The global atopic dermatitis market is poised for exceptional growth at approximately 24.1% CAGR during the projection period (2020-2027) (Globe Newswire, 2020). Millions of people continue to be affected by this debilitating skin ailment which in turn escalates the development of new pharmaceutical drugs. Fact: MR projects that the revenue pool of atopic dermatitis market will exceed US$ 19 billion by 2027 (Globe Newswire, 2020).
Atopic dermatitis is a disease of unknown origin that usually starts in early infancy and is typified by pruritis (itch), eczematous lesions, xerosis (dry skin) and lichenification of the skin (thickening of the skin and increase in skin marking). It is the most common skin disease in children, affecting approximately 15% to 20% of children and 1% to 3% of adults (Nutten S, 2015; Eichenfield LF et al, 2014). Population-based studies in the United States suggest that prevalence is about 10.7% for children and 7.2% for adults (Shaw TE et al, 2011; Silverberg JI et al, 2015). Onset of disease commonly presents by 5 years of age, with the highest incidence occurring between the ages of 3 and 6 months, but it can occur at any age (Eichenfield LF et al, 2014, Hanifin JM et al, 2007). Early diagnosis and treatment are essential to avoid complications of AD and improve quality of life (Eichenfield LF et al, 2014). Approximately 60% of patients develop disease in the first year of life and 90% within the first 5 years of life (Eichenfield LF et al, 2014). Twenty percent of children who develop AD before 2 years of age will have persisting symptoms of disease; 17% will have intermittent symptoms by 7 years of age. Only 16.8% of adults with AD experience onset after adolescence (Illi S, 2004; Williams HC et al, 1998; Ozkaya E, 2005). AD commonly resolves by the time a child reaches adulthood; however, approximately 10% to 30% of patients will continue to have symptoms of disease (Ellis CN et al, 2012).

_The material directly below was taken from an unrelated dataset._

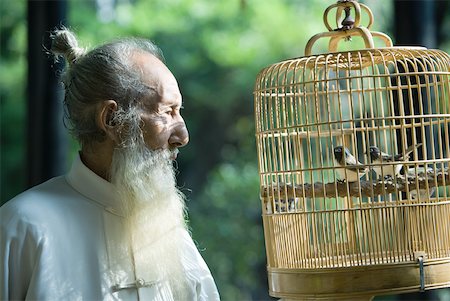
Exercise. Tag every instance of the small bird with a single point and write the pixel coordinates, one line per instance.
(389, 170)
(352, 169)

Current treatments for atopic dermatitis (AD) include first line topical emolients, then second line topical or oral corticosteroids and third line topical immunosupressants (calcineurin inhibitors). Antihistamines also appear to be useful agents for AD as they help with the itch.
PDE4 inhibitors, JAK inhibitors and biologics drugs account for a leading share in more severe atopic dermatitis market. All of these medications carry significant safety liabilities, which limit their use to the smaller moderate-severe AD group.
The two topical immunosupressants pimecrolimus (Novartis’ Elidel) and tacrolimus (Astellas’ Protopic) are the leading branded products for AD. Protopic was approved in 2000 and Elidel was approved in 2001. In 2005, a “black box” warning for potential cancer risk was added to the labelling of Novartis’ Elidel and Astellas/Fujisawa’s Protopic, causing a decline in sales of both drugs. Therefore, there is an unmet medical need for a safe efficacious medicine that treats mild to moderate AD, particularly in infants and young children, with the opportunity to expand into severe AD. In addition, new therapies will need to have a significantly improved safety profile compared to current standards of care and which allows them to be deployed for long term treatment in mild to moderate disease and be used in the treatments of infants and young children.
JEL0305 as a topical formulation (cream/ointment) is expected to belcome the first line treatment for AD because of it safety and efficacy.